Understanding Survivor Benefits for Children

The Office of Personnel Management pays children’s benefits in certain circumstances on the death of an employee or retiree. Benefits are paid to the parent or other person who has care and custody of the child if there is no court appointed guardian; or to the guardian if one has been appointed by the court; or directly to a child over 18 upon request by the child or other payee on the claim.
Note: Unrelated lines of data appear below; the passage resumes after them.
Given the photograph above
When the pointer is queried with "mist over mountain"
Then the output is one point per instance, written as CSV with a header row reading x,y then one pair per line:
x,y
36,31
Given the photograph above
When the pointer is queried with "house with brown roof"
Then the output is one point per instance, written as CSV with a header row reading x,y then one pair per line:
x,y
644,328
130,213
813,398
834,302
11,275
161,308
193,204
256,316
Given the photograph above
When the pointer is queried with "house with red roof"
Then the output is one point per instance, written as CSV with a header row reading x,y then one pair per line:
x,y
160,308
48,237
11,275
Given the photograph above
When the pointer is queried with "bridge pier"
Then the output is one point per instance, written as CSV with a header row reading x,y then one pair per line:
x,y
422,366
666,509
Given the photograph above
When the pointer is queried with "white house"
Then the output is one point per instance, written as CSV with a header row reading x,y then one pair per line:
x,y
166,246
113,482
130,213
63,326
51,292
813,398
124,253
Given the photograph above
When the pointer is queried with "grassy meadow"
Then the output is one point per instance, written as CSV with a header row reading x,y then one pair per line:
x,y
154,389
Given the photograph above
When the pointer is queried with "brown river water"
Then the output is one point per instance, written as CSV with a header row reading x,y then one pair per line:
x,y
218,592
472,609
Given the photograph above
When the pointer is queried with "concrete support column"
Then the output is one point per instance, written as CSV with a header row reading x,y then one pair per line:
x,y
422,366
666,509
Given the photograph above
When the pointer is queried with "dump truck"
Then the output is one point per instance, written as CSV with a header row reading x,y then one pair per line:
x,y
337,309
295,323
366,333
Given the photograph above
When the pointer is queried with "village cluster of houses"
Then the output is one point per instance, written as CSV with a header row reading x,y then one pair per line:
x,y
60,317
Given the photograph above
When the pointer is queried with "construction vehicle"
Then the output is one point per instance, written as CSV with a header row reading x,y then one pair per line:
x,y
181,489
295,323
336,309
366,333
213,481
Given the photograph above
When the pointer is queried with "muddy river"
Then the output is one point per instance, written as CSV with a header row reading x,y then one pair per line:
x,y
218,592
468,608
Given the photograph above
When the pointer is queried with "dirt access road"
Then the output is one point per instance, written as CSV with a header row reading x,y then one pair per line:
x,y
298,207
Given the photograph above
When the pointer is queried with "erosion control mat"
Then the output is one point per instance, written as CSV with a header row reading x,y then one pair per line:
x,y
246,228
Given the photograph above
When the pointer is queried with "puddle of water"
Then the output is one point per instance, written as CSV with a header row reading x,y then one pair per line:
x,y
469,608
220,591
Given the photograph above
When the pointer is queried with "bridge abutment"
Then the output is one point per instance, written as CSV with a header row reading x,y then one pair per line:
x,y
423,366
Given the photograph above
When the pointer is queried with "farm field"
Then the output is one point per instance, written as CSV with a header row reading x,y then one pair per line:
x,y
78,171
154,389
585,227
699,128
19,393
In general, however, the children’s benefit is included in the monthly payment to the surviving parent when he or she is also a beneficiary and has care and custody of the children.

A child’s survivor annuity begins on the day following your death or, in the case of a child born after your death, on the day following the child’s birth.

Generally, a survivor annuity to a child under age 18 ends on the last day of the month preceding the month in which he or she marries; dies; or becomes 18. However, the survivor annuity can continue under the following conditions:

* If the child has a disability that began before age 18, the annuity may continue past 18 but will end if he/she marries; recovers from the disability; becomes capable of self-support; or dies. If OPM determines that the disabled child has become capable of self-support, the annuity can continue until age 22 if the child is a full-time student.

* If a full-time student, the child’s annuity may continue until 22, but will end if the child marries; dies; ceases to be a student; transfers to a nonrecognized school; begins attending school less than full-time; fails to submit proof, upon request, that he/she is attending school full-time; enters military service or a government service academy; or becomes age 22. A child whose 22nd birthday falls during the school year (September 1 through June 30) is considered not to have attained age 22 until July 1.